I got a 3 month old pup and have been trying to get him to sight chase bunnies but he either doesn’t see them or has no interest in chasing. What could be done to fix this?


----------



## Thirty pointer (Jan 1, 2015)

Live trap one then let play around the trap a few minutes then release the rabbit .Make sure he is paying attention and sees it leave .You should get some positive reaction .Some pups just need to run with older dogs to learn though.


----------



## Kristine1 (Feb 2, 2015)

Beagleboy2004 said:


> I got a 3 month old pup and have been trying to get him to sight chase bunnies but he either doesn’t see them or has no interest in chasing. What could be done to fix this?

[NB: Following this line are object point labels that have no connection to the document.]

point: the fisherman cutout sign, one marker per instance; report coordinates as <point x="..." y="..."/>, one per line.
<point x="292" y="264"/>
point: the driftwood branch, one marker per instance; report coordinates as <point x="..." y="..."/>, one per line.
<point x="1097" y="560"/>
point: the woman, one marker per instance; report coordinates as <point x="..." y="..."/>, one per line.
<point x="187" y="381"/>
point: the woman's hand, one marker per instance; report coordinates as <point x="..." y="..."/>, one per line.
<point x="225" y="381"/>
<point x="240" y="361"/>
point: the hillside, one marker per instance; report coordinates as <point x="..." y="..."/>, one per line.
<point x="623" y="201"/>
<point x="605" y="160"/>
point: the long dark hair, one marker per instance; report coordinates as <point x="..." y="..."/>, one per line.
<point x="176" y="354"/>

I think some dogs have it and some don't. Had a litter of beagles once only 2 out of the 5 would hunt. The other 3 were just pets. The two that did hunt were outstanding! Hard to figure that one out.


----------



## reddog1 (Jan 24, 2009)

3 months is a bit young for some beagles. Over the 35years of starting pups, I have only had one start that early. I usually don't start training on rabbits until they are 6 months and only after they've had yard training. 

Good luck with your pup


----------



## Stillkickin (Jan 7, 2018)

I agree with Reddog1, give the pup some time


----------



## Waif (Oct 27, 2013)

Beagleboy2004 said:


> I got a 3 month old pup and have been trying to get him to sight chase bunnies but he either doesn’t see them or has no interest in chasing. What could be done to fix this?

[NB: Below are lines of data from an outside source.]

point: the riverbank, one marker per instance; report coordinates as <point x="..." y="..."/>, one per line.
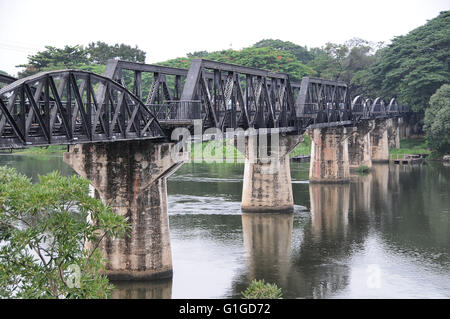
<point x="410" y="146"/>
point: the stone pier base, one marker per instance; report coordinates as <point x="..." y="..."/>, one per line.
<point x="131" y="178"/>
<point x="267" y="176"/>
<point x="379" y="141"/>
<point x="359" y="148"/>
<point x="329" y="155"/>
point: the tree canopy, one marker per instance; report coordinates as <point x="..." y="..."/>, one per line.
<point x="301" y="53"/>
<point x="414" y="66"/>
<point x="437" y="120"/>
<point x="77" y="56"/>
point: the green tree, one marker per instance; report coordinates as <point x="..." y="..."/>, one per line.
<point x="53" y="58"/>
<point x="43" y="229"/>
<point x="437" y="120"/>
<point x="414" y="66"/>
<point x="301" y="53"/>
<point x="100" y="52"/>
<point x="348" y="62"/>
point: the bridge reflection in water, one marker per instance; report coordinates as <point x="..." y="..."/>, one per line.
<point x="396" y="217"/>
<point x="323" y="251"/>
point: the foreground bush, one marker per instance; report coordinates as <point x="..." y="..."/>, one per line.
<point x="43" y="229"/>
<point x="259" y="289"/>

Is your pups prey drive proven to be based on sight? 
What is a bunny? And why would your pup chase it?
What have you and the pup done together with a rabbit in hand?
Does your pup know the difference between you approving or disapproving yet?
If you have disciplined it wrong once , will it trust you going forward?

The world is a kaleidoscope of things. How your pup investigates things , and reacts or responds is based on more than what you want.
Scent. Mouth feel. Temperature. Reaction to being investigated. What gets triggered in the pup.

Not so different than when you and I were toddlers and put things in our mouths , (if we got past the sight ,then touch parts....) It's random learning exploration of the world.
Add a parent(s)/ pack leader when one was present , and one thing was praised but another interest that caught our eye we got chastised for , how did we know if something new was acceptable?

Maybe work on your pups chasing.
Short distance slow rolling "prey" , or a dragged toy on a cord.
Keep it positive and don't over do it. 
If you want salvageable rabbits , make sure the pup knows the object chased goes to you , not it after being stopped. Pup gets praise/confirmation of your approval as soon as the object is in your hand and out of pups mouth. Use the same command and praise each time. "Give" (let go) and "good" (you did it, good pup!) for example.

I've used dog kibble pieces as reward. Timing matters so the pup understands what it did to cause the reward.
My last hunting dog quickly started to ignore the treat for a "good dog" and a pat on the head instead as confirmation I was pleased.
Practice ends with you in possession too.
You want to be in charge of the activity. Not overbearing ,but in on the deal as a dominant sibling or higher role.


----------



## throughtheice88 (Feb 15, 2015)

He's just a baby. Pump the brakes.

Beagles and coonhounds were my game for a long time, and I learned very quickly to stop trying to make a baby be an adult. I became very frustrated with 4 and 5 month old pups who wouldn't hunt, until I learned better. Play with him, take him for walks in the woods, let him explore. He should hopefully be ready to start this fall.

Not saying that a pup that young has never chased a rabbit, just don't expect it.

Good luck and have fun!


----------